Fiddleheads contain a toxin that causes vomiting, diarrhea, and other ill-effects... They need to be fully cooked to be safe to eat (says the health advisory that came with them). We usually boil them first until nearly cooked (shock in ice water after), then sautée them with a little butter, some garlic and ginger for service.

edit - just did a little internet search, apparently there are several different species of 'fiddleheads', some of which are toxic, and some of which aren't....


----------



## dakota guy (May 25, 2006)

I have never had any adverse effects from fiddleheads. I just saute them in a little butter with some salt, pepper, and shallots.


----------



## mudbug (Dec 30, 1999)

As Mikeb alluded to, the term "fiddlehead" is a generic term for any young fern frond edible or not but is is used as a _common name_ in reference to the "Ostrich Fern". To avoid confusion, the only way to be sure is to go with the Latin/Botanical/Scientific name. To add to the problem, many don't realize they're harvesting the improper species and sometimes plants are mislabeled.

"Many people mistakenly believe that all fern fiddleheads are edible. Because of this misconception, stories of people getting sick from fiddleheads are common, and this has caused many to steer clear of these wildlings.

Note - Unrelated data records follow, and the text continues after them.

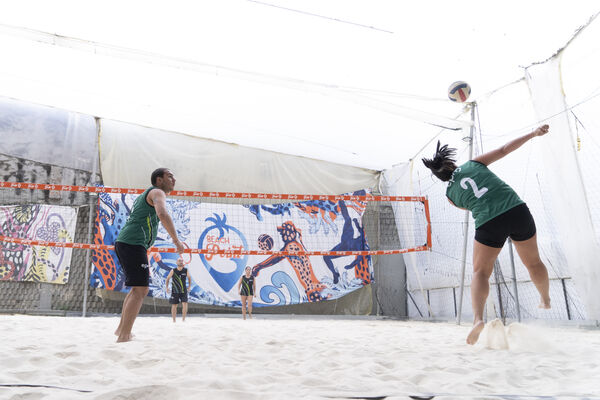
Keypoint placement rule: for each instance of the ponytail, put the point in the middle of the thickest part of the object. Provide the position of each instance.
(442, 164)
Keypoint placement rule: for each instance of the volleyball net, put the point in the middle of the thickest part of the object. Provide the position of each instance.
(301, 248)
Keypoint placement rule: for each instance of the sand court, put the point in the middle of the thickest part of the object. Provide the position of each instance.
(291, 357)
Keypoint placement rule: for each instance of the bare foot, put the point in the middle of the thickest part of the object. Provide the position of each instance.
(125, 338)
(475, 331)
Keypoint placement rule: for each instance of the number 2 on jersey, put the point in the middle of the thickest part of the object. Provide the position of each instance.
(476, 191)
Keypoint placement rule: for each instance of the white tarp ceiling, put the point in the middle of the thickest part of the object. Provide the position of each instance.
(360, 83)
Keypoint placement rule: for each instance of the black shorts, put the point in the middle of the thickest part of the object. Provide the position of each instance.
(177, 298)
(517, 223)
(134, 261)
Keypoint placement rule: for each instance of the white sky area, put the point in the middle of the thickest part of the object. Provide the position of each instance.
(352, 82)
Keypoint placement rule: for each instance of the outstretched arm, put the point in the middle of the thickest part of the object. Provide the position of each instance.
(159, 201)
(495, 155)
(168, 279)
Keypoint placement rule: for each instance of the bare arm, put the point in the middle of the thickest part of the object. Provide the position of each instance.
(159, 201)
(495, 155)
(168, 279)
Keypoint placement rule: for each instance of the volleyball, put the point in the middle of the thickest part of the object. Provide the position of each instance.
(265, 242)
(459, 91)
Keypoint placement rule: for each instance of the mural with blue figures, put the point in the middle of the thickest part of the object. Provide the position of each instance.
(280, 280)
(220, 233)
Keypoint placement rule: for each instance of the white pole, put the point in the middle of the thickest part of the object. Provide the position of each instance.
(88, 264)
(466, 223)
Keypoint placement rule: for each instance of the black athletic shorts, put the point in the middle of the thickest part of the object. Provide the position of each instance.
(134, 261)
(517, 223)
(177, 298)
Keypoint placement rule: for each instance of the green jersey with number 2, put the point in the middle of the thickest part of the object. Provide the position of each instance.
(474, 187)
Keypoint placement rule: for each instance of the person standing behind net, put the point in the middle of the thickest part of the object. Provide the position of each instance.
(498, 213)
(247, 290)
(136, 237)
(179, 290)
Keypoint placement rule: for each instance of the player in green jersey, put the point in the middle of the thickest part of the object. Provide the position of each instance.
(499, 213)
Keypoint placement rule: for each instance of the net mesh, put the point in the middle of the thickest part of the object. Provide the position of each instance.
(300, 247)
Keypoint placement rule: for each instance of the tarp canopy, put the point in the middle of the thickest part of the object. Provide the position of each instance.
(357, 83)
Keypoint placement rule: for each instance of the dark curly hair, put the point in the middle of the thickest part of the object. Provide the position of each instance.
(157, 173)
(442, 164)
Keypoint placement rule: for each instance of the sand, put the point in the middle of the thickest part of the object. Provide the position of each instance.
(291, 357)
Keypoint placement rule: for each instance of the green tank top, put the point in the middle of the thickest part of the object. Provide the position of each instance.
(474, 187)
(142, 224)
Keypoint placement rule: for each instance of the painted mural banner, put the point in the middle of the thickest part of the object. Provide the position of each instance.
(281, 279)
(20, 262)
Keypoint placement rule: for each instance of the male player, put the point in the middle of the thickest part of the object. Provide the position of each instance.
(136, 237)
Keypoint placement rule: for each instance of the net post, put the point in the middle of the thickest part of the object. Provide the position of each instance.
(466, 224)
(88, 264)
(514, 278)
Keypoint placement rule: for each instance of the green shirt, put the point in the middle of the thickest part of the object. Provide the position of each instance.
(142, 225)
(474, 187)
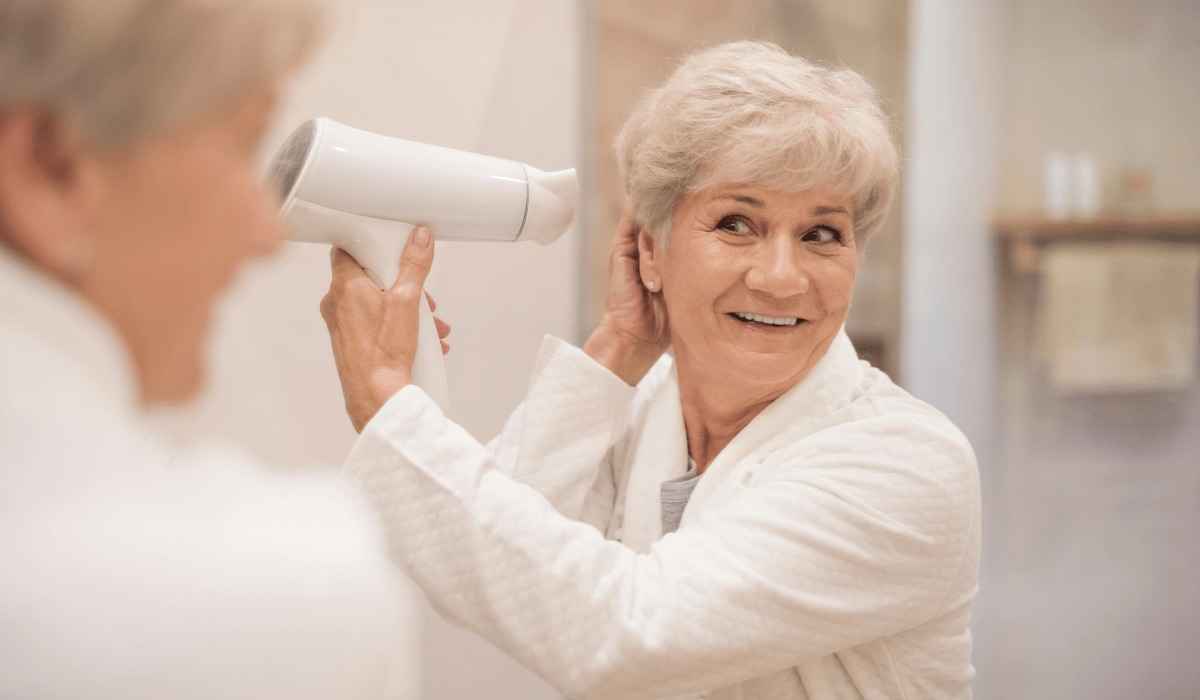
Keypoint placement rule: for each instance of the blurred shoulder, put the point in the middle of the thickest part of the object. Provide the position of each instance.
(123, 557)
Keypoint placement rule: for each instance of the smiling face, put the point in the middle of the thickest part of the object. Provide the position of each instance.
(756, 281)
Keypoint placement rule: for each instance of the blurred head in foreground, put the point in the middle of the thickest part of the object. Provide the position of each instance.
(129, 135)
(756, 178)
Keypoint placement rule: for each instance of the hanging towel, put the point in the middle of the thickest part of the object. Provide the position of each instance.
(1120, 317)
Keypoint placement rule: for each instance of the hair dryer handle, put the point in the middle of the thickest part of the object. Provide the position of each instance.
(429, 366)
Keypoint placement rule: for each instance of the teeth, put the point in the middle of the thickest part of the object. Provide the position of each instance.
(767, 319)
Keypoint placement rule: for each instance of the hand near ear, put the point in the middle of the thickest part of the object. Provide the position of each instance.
(634, 331)
(375, 333)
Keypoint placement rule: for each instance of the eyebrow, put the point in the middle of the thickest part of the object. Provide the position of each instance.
(820, 210)
(744, 199)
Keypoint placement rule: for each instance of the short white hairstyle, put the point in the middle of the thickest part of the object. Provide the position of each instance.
(751, 113)
(121, 70)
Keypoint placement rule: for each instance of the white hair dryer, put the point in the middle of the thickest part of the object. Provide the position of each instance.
(365, 193)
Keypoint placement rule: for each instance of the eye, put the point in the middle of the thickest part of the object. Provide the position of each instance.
(735, 225)
(822, 234)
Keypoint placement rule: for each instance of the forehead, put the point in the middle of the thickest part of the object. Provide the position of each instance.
(813, 201)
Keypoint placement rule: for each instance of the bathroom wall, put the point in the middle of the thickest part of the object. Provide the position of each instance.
(1117, 78)
(1099, 495)
(957, 61)
(1091, 504)
(498, 77)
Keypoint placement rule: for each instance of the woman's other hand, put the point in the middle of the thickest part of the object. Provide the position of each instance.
(634, 331)
(373, 331)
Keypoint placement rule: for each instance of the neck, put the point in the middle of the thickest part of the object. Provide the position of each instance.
(715, 408)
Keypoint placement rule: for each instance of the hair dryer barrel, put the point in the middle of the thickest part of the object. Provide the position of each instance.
(459, 195)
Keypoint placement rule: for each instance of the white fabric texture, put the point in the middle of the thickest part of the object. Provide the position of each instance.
(831, 550)
(130, 572)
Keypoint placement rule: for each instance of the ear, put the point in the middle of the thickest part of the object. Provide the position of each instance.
(649, 256)
(40, 162)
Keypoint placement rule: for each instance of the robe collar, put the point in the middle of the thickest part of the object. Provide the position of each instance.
(59, 358)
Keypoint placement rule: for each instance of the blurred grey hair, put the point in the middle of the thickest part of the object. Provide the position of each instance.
(751, 113)
(121, 70)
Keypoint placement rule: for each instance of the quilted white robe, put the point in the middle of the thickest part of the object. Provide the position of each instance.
(131, 572)
(829, 551)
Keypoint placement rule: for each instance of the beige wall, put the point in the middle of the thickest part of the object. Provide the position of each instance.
(1098, 497)
(498, 77)
(1120, 78)
(636, 43)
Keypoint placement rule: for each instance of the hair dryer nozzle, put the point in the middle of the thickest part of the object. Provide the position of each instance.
(552, 203)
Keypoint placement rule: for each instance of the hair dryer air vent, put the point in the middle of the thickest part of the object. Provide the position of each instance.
(289, 160)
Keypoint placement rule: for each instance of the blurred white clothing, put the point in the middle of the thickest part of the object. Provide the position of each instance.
(831, 550)
(129, 573)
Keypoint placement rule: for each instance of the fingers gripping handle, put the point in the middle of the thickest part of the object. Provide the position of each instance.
(429, 366)
(377, 246)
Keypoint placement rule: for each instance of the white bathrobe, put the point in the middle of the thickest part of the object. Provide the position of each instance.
(127, 573)
(829, 551)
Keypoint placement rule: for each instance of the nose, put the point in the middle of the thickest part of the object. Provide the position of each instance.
(778, 268)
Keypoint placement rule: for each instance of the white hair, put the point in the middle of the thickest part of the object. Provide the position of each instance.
(751, 113)
(120, 70)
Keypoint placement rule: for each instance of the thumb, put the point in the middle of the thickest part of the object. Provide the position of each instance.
(414, 263)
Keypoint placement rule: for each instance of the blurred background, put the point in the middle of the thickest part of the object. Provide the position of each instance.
(1037, 281)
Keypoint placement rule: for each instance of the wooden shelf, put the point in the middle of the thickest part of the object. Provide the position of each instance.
(1023, 235)
(1053, 229)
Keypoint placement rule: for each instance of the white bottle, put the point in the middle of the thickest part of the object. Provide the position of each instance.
(1087, 185)
(1056, 189)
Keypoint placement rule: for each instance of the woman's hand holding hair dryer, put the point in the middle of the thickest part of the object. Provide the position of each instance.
(373, 331)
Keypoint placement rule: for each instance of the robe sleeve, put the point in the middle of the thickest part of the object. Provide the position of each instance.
(559, 437)
(857, 536)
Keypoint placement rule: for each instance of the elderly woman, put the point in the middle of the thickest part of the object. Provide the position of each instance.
(129, 199)
(762, 515)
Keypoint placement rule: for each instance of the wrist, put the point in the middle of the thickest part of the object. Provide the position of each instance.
(383, 386)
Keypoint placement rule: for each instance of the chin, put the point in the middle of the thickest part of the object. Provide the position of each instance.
(180, 386)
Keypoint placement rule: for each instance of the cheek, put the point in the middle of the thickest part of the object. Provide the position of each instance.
(834, 282)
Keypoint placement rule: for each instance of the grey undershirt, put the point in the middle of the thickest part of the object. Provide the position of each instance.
(675, 495)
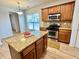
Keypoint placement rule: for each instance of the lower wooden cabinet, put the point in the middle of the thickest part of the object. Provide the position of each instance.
(64, 36)
(45, 42)
(33, 51)
(29, 53)
(39, 48)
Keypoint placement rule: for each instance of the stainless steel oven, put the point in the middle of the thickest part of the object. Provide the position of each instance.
(54, 17)
(53, 34)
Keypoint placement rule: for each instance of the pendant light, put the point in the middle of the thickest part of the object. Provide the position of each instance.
(19, 8)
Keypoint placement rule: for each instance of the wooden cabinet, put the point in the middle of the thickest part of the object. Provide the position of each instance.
(55, 9)
(45, 15)
(64, 36)
(45, 42)
(33, 51)
(39, 48)
(29, 53)
(67, 12)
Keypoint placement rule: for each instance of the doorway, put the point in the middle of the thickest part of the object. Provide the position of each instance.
(14, 19)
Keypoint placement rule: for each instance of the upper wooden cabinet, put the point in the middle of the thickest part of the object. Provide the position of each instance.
(45, 14)
(55, 9)
(64, 36)
(67, 12)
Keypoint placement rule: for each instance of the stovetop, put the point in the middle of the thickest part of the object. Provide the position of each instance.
(54, 27)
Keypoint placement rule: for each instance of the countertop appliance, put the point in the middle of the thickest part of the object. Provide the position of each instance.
(54, 17)
(53, 31)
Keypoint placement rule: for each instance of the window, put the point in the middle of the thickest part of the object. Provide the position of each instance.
(33, 22)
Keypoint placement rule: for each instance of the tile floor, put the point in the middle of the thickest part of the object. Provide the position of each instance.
(55, 50)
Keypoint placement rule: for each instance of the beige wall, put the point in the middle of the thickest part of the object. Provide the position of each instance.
(38, 8)
(5, 25)
(74, 41)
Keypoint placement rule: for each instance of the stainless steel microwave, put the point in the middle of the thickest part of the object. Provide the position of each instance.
(53, 17)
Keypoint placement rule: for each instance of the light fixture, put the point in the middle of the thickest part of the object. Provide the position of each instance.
(19, 8)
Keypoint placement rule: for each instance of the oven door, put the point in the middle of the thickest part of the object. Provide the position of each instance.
(53, 34)
(54, 17)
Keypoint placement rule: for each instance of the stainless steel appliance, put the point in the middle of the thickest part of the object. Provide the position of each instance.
(54, 17)
(53, 31)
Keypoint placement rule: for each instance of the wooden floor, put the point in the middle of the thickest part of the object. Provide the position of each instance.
(55, 50)
(56, 54)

There are three main species of edible ferns in North America: *ostrich fern* (_Matteucia struthiopteris_), *lady fern* (_Athyrium filix-femina_), and *bracken fern* (_Pteridium aquilinum_). All of them are widespread and, in certain areas, abundant. For each of these species the part gathered and eaten is the young, tender shoot (called fiddleheads due to the curled tips, which resemble the top of a fiddle) found in spring and early summer. The mature fronds of all of these ferns should not be eaten."

*Ostrich Fern*

"The fiddlehead stalks are smooth and naked of any scales or wool, but the coiled tops are full of brown papery flakes. The top side of the stalk (or, the part facing the center of the rosette) has a deep, U-shaped trough running its entire length - this is an important feature to look for.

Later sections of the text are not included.